ACHTUNG! die ISO 13850 sagt hierzu folgedes: 
"4.4.4 [...] Das Rückstellen (zum Beispiel Entriegeln) des Not-Halt darf nur als Ergebnis einer manuellen Aktion *an der Stelle möglich sein, wo der Not-Halt eingeleitet wurde*."


Meiner Ansicht nach zählt das Quittieren - also das manuelle Rücksetzen ebenso dazu..... An unseren Anlagen ist an jedem NOT-HALT-taster jeweils ein Quittiertaster in direkter Nähe, da einfach auch manchmal die Wege zu lang wären ;-). Der Anlagendtart erfolgt dann vom Steuerpult aus.


----------



## Safety (8 Januar 2010)

Hallo hier meint die 13850 meiner Meinung nach das rückstellen des Tasters an sich! Es gibt auch die Meinung, dass dieses Rückstellen (heraus ziehen, oder sonstiges) als Rückstellfunktion der Sicherheitsfunktion reichen würde, dies sehe ich anders, hier muss die 13849-1 zurate gezogen werden, in der Sinngemäß steht, dass man nur die SIFU  Rückstellen ( Reseten) darf, bei der man auch den entsprechenden Gefahrenbereich einsehen kann. Also kann es durch aus sein, dass man eine Rückstelltaste für mehrere Not-Halt Taster hat.

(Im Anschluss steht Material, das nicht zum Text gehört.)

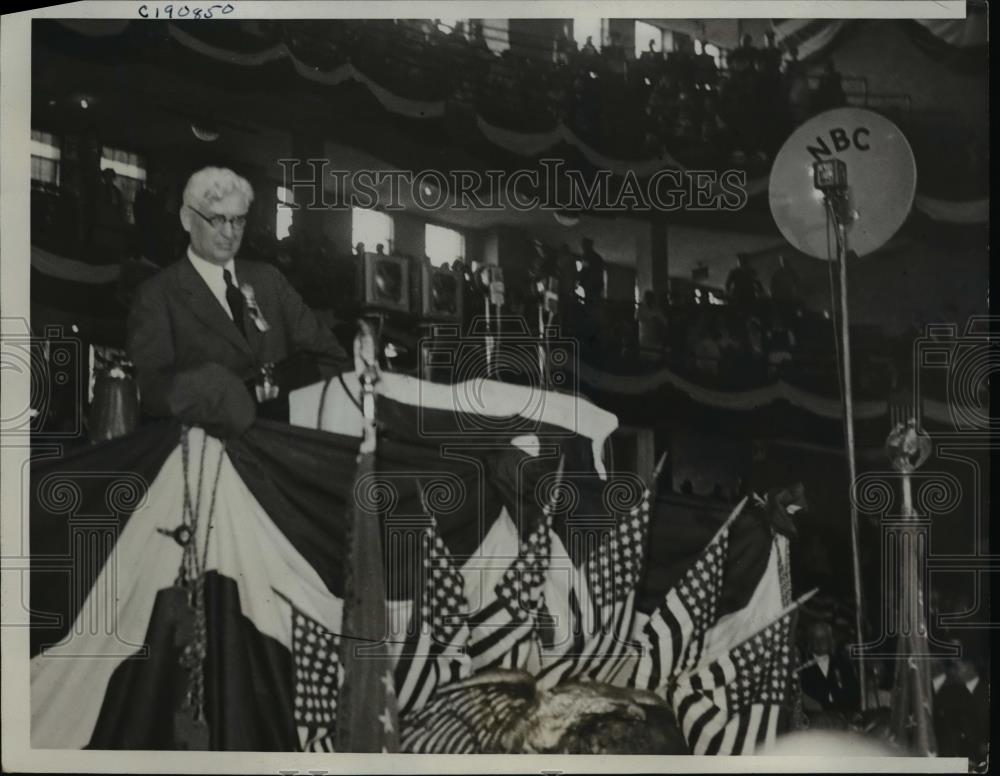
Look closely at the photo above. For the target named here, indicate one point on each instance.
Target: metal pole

Ist doch auch Logisch, oder?


----------



## volker (11 Januar 2010)

siehe dazu auch die betriebssicherheitsverordnung anhang 1

http://www.betriebssicherheitsveror...iften-fur-arbeitsmittel-gemas-§-7-abs-1-nr-2/


----------



## istat_gb (11 Januar 2010)

@ Safety: Genau auf dieses Thema wollte ich hinaus... du hast es gut beschrieben!


----------